- Directed by: Manmohan Krishna
- Written by: Sagar Sarhadi
- Produced by: Yash Chopra
- Starring: Farooq Shaikh Poonam Dhillon Madan Puri
- Music by: Khayyam Jan Nisar Akhtar (lyrics) Naqsh Lyallpuri (lyrics)
- Production company: Yash Raj Films
- Distributed by: Yash Raj Films
- Release date: 11 May 1979;
- Running time: 114min
- Country: India
- Language: Hindi-Urdu
- Box office: ₹50 million (US$6.14 million) (India)

= Noorie =

Noorie is a 1979 Indian romance film produced by Yash Chopra, and directed by Manmohan Krishna; this is his only film as director. The film stars Farooq Shaikh, Poonam Dhillon, Madan Puri and Iftekhar. The film's music is by Khayyam and the lyrics by Jan Nisar Akhtar.

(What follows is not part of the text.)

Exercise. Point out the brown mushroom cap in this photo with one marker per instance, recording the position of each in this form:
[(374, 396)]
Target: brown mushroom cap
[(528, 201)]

The film was a "Super-Hit" and the seventh highest-grossing film at the Indian box office in 1979. It was also an overseas hit in China, where it released in 1981, and became one of the most successful Indian films in China at the time, along with Awaara and Caravan.

== Plot ==
Noorie (Poonam Dhillon) lives in the Bhaderwah valleys with her father, Ghulam Nabi (Iftekhar) and her dog Khairoo. She has a boyfriend Yusuf (Farooq Shaikh), they decide to get married, the date is decided and preparations begin. Another villager, Bashir Khan (Bharat Kapoor), takes a liking to Noorie and approaches Noorie's father for her hand in marriage, to which Ghulam Nabi refuses. An angry Bashir Khan then arranges the murder of Gulam Nabi, through his men, using a falling tree. The marriage is suspended, and few months later when the marriage preparations are back on, Bashir Khan, who happens to be Yusuf's boss, sends him on an errand out of town. While Yusuf is away, Bashir Khan goes to Noorie's house and brutally rapes her. Noorie commits suicide and Yusuf learns of everything upon his return. So, followed by Khairoo, he runs behind Bashir to kill him. They end up in a physical fight and Yusuf gets shot by Bashir. As Bashir runs back, he finds Khairoo there, who finally kills Bashir. Yusuf runs to the place where Noorie's body is and dies there. They both are buried and unite with each other in death.

== Cast ==

- Farooque Shaikh as Yusuf Fakir Mohammed
- Poonam Dhillon as Noorie Nabi
- Madan Puri as Lala Karamchand
- Iftekhar as Ghulam Nabi
- Padma Khanna as Courtesan
- Gita Siddharth as Karamchand's daughter-in-law
- Javed Khan as Faulad Khan
- Bharat Kapoor as Basheer Khan
- Avtar Gill as Basheer's friend
- Khairoo as Dog
- Manmohan Krishna as Saiji (Storyteller)

== Soundtrack ==
The following tracks were composed by Khayyam, with lyrics by Jan Nisar Akhtar, Naqsh Lyallpuri and Majrooh Sultanpuri.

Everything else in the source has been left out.